All these stories confirm the declarations made during the assembly organised by the CADTM in Colombo on April 6 to 8, 2018. The representatives of populist social movements from all over Lanka were present. The distress of these families push many women to seeking work in the Middle East and, so they are absent for long periods.

These jobs do not always allow the women to pay off their debt. Many women, despite promises made, find they are not paid for their work, which is often the cause of even more oppression. It was reported that employment agencies for the Gulf States are forcing women to take the contraceptive pill, bringing credibility to the many reported cases of domestics being raped. What is more, Lanka has just been through a long civil war causing many women to be single mothers, particularly among the Tamil people in the North and East of the country.

Self-employed occupations

Two conclusions may be drawn from the workshop: firstly it is necessary to urge a movement of non-payment of microcredit debts in order to bring the authorities to the negotiating table with the radical mass movement for access to soft loans. Secondly it is also necessary to integrate the resistance to abusive microcredit into a comprehensive struggle for income increases, a guaranteed minimum for the fishermen, small farmers and other self-employed occupations, improving public services, authorities creating more jobs and measures in favour of small producers.

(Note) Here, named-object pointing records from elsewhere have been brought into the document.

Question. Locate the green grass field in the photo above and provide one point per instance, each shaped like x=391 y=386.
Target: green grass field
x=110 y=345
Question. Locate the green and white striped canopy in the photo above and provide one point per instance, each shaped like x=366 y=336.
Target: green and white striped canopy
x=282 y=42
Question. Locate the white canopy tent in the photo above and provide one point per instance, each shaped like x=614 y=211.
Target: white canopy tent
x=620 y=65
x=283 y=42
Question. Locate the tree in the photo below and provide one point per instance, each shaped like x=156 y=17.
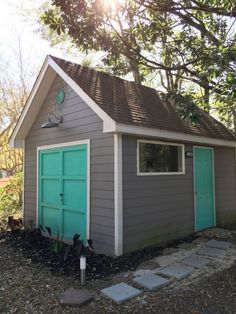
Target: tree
x=13 y=95
x=183 y=41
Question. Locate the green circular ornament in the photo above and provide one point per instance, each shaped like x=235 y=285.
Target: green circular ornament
x=60 y=96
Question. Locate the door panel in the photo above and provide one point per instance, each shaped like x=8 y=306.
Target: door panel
x=204 y=188
x=63 y=190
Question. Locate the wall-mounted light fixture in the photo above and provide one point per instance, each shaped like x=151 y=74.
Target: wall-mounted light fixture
x=52 y=123
x=189 y=154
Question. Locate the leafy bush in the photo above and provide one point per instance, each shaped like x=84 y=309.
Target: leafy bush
x=11 y=199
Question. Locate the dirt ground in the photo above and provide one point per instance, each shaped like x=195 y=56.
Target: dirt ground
x=29 y=288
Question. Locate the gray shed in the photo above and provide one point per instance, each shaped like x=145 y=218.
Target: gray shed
x=111 y=160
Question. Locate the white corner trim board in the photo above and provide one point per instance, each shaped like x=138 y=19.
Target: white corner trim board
x=108 y=123
x=118 y=201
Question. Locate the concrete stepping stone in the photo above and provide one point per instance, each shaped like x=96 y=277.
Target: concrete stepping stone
x=199 y=240
x=169 y=250
x=74 y=297
x=186 y=246
x=176 y=270
x=151 y=281
x=120 y=292
x=223 y=245
x=195 y=261
x=211 y=252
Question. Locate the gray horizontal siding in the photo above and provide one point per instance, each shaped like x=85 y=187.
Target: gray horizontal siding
x=155 y=208
x=225 y=185
x=79 y=123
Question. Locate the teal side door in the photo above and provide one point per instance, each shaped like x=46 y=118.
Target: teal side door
x=63 y=190
x=204 y=188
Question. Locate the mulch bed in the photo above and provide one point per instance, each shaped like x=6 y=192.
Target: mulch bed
x=98 y=265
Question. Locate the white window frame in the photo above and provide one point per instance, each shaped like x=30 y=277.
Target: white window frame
x=161 y=173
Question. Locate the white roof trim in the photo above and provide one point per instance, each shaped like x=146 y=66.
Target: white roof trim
x=163 y=134
x=107 y=121
x=32 y=106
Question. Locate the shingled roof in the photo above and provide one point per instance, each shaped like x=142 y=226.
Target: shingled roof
x=129 y=103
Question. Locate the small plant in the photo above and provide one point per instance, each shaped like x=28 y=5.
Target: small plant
x=11 y=199
x=57 y=244
x=14 y=224
x=79 y=248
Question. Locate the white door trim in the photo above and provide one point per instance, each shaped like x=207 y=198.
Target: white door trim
x=118 y=195
x=61 y=145
x=213 y=187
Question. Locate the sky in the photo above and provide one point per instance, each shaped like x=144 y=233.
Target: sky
x=19 y=28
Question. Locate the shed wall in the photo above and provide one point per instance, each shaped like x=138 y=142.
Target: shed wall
x=79 y=123
x=157 y=209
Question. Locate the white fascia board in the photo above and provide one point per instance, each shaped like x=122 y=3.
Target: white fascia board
x=108 y=123
x=170 y=135
x=22 y=127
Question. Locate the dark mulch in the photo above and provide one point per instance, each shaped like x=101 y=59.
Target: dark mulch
x=40 y=251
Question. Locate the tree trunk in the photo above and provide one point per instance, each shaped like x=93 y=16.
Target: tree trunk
x=207 y=98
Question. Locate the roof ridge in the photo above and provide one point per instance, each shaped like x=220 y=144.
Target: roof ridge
x=108 y=74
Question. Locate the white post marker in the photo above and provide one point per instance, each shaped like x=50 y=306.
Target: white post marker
x=83 y=270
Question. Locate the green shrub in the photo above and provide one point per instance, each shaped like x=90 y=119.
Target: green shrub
x=11 y=198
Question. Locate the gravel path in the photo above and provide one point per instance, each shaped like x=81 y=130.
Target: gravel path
x=29 y=288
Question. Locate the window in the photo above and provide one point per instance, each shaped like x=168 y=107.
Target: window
x=160 y=158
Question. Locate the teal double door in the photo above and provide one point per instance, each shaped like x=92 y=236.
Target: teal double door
x=204 y=188
x=62 y=190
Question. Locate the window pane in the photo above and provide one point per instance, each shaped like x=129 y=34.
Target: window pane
x=160 y=158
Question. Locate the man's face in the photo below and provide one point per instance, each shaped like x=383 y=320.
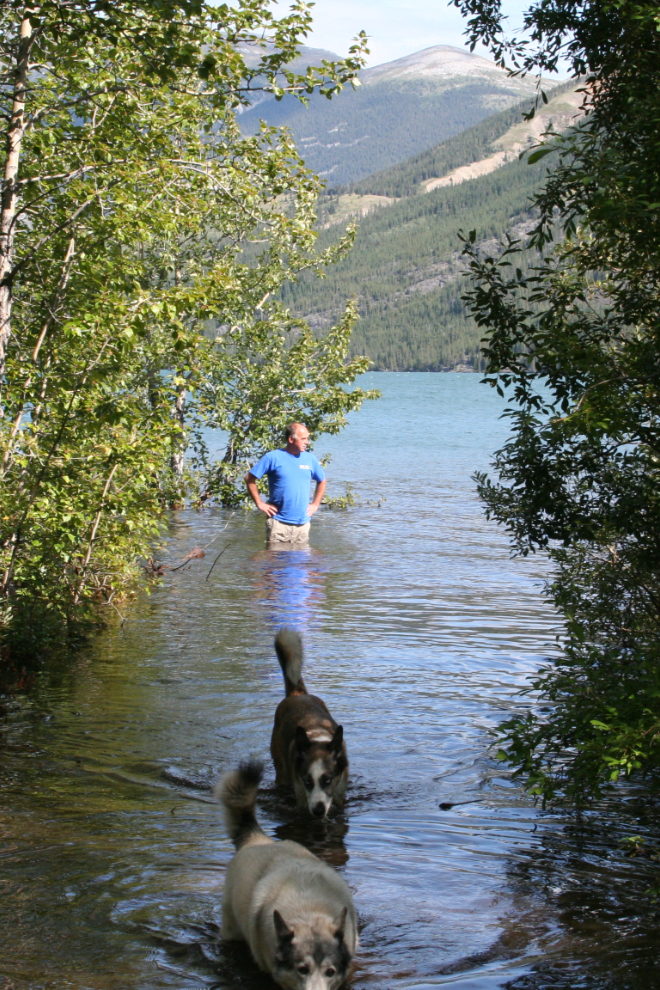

It is fundamental to put the question of microcredit into a worldwide perspective; breaking the Vicious Cycle of Illegitimate Private Debt in the global South. In general the “debt system” is gathering steam in Asia, Africa, Latin America and the Caribbean, just as in the highly industrialized countries, after going through several fundamental changes over the past 40 years. Cycle of illegitimate private debt came mainly since the outbreak of the Third World debt crisis in the early 1980s. Austerity policies aiming for structural adjustments encourage private debt. Structural adjustment programmes were widely implemented on the pretext of the public debt crisis. The late 20th century saw the domination of austerity policies and structural adjustment programmes in most countries, particularly in the so-called “developing” countries and the former Eastern bloc.

International institutions imposed these structural adjustment programmes, with the willing complicity of right-wing governments in order to implement a series of counter-reforms conducive only to the interests of large private enterprises, the great powers and local ruling classes. These policies have degraded the living conditions of a large section of the population, particularly in the agricultural regions but also in the urban areas. This is the opinion of local and international socialists.